And while, in To The Last Man, she finds a chance for happiness with World War
I soldier Tommy, ultimately, she does the responsible thing, respecting if not
liking his decision to return to 1918, where he will be killed for his shellshock.
Tosh,
played by Naoko Mori, is the quintessential workmate – the thoughtful one, the
one who you can always rely on to do her job, and who, most of the time, will
be there to help with any personal crises too: watch her in Something Borrowed
for a comical slant on her character. She wants to have no enemies in the
world, but her time in Torchwood teaches her to stand up for herself rather
more than she did when she was recruited. Her journey through the universe of
space and time as it washes up on the shores of the Cardiff Rift makes her a
better, broader human being. When she dies, her death wrings tears from us,
because while Owen’s character was easy to dislike but worth getting to know,
Toshiko leaves a big gap in both the team’s effectiveness and its heart.
Torchwood
is just a show. But from Day One it was filled with people we know – Gwen the
group mum with the heart of a lion and the mouth (when needed) of a wrestler.
Ianto the local lad made good but driven by love. Toshiko the genius-next-door,
always ready with a friendly shoulder and yet devastatingly good at her job.

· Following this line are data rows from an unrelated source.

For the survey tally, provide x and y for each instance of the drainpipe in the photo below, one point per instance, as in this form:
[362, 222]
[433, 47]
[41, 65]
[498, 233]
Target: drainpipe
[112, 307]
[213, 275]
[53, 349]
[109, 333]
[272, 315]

Owen, the prickly womaniser who feels too much. Even Jack, the reformed con-man
trying to make something good out of evil, in a gesture of every-day tribute to
the man who taught him how to live a better life. They each represent the kind
of person who puts themselves between the world and danger, and so in a sense,
it’s only right that we should lose them. They represent the sacrifice and the
loss of people without number throughout time, and people every day as we
sleep.
And in
remembering Owen, and Tosh, and ultimately Ianto Jones as well, we remember
them all, this November and every day.